Foto: Reuters — uso em caráter informativo.
A Copa do Mundo de 2026 se revelou um verdadeiro espetáculo, não apenas pelos jogos em campo, mas pela exuberância e criatividade das torcidas que têm encantado o público mundial. Com a pluralidade dos estilos e a diversidade de comemorações, os torcedores, presentes nos três países-sede – EUA, Canadá e México – trouxeram à tona uma nova forma de vibrar e apoiar suas seleções.
Entre as manifestações que mais chamaram atenção, destacam-se a “remada viking” da Noruega, o impressionante torcedor-estátua da República Democrática do Congo, e a fervorosa divisão entre os torcedores do Brasil e da Argentina em Bangladesh. Cada uma dessas manifestações possui uma característica única, mas todas compartilham a mesma energia contagiante que tem emocionado os fãs de futebol ao redor do planeta.
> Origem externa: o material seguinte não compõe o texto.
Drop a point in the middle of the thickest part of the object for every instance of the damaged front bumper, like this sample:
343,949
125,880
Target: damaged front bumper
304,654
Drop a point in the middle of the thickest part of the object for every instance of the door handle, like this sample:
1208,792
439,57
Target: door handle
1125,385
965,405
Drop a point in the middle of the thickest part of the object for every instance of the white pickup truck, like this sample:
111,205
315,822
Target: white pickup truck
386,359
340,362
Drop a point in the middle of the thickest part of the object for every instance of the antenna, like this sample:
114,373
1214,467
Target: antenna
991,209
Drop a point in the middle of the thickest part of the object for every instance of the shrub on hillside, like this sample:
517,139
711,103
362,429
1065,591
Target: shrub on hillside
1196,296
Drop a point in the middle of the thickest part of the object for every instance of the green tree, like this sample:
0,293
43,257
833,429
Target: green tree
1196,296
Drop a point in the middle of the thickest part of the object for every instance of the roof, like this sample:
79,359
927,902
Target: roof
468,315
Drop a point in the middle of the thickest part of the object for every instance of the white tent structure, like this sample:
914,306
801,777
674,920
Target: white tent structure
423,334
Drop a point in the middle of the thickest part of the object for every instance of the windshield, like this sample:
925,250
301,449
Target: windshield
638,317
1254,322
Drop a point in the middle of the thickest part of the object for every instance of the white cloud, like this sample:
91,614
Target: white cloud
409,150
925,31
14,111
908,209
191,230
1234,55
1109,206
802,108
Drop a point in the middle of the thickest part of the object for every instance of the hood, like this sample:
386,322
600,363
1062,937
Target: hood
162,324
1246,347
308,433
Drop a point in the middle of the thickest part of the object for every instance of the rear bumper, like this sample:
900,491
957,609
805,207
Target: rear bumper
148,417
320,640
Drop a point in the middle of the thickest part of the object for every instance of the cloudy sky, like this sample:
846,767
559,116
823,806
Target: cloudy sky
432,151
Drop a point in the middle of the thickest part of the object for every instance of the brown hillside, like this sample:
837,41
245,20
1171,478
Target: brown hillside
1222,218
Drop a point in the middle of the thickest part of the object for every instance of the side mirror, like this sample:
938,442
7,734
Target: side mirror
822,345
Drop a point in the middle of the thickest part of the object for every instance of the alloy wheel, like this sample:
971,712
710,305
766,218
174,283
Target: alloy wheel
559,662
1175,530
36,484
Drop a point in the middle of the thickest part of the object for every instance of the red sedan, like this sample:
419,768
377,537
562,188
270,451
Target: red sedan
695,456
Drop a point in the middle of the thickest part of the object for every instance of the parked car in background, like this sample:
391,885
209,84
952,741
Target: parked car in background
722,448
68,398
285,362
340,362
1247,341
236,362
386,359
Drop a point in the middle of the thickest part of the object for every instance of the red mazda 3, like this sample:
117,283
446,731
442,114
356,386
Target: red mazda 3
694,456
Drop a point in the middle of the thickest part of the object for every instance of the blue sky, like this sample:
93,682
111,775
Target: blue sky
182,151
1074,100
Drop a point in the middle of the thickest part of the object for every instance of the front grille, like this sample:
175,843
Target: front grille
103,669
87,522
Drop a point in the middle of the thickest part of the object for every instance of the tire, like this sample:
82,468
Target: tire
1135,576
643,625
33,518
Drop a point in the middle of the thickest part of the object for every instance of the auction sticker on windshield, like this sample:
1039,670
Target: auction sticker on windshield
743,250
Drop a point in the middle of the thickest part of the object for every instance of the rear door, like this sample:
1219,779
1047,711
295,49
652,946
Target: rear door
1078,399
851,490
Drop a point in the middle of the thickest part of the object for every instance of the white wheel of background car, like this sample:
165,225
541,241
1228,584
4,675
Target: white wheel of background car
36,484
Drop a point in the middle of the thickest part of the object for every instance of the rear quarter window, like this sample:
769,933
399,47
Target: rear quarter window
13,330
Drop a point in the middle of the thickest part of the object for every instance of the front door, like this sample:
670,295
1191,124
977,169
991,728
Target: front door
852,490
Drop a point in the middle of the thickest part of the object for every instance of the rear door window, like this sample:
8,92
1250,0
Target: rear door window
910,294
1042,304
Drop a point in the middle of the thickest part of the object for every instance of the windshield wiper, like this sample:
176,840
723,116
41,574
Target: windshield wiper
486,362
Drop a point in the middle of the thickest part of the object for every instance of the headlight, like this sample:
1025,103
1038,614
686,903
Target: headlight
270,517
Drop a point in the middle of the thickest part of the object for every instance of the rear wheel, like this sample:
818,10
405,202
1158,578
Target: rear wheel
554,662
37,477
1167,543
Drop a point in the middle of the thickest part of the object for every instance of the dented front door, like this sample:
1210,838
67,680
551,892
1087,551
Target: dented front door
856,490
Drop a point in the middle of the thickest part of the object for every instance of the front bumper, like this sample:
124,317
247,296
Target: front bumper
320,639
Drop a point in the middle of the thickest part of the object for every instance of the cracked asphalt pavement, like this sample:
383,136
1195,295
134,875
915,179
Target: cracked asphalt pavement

“Não fazia ideia de que esse cântico fosse se tornar tão grande, mas ele cresceu tanto graças aos torcedores noruegueses. Estou sem palavras e muito grato por reunir pessoas do mundo inteiro”, afirmou Ole Frøystad, criador da coreografia da remada viking.
A remada viking, que se tornou um verdadeiro símbolo da torcida norueguesa, foi criada para motivar a seleção após 28 anos de ausência em Copas do Mundo. A coreografia imita o movimento de remadores dos antigos barcos nórdicos e rapidamente conquistou o coração de torcedores em todo o mundo. Com a liderança de Haaland e a animação dos fãs, a remada viking se espalhou como um viral nas redes sociais.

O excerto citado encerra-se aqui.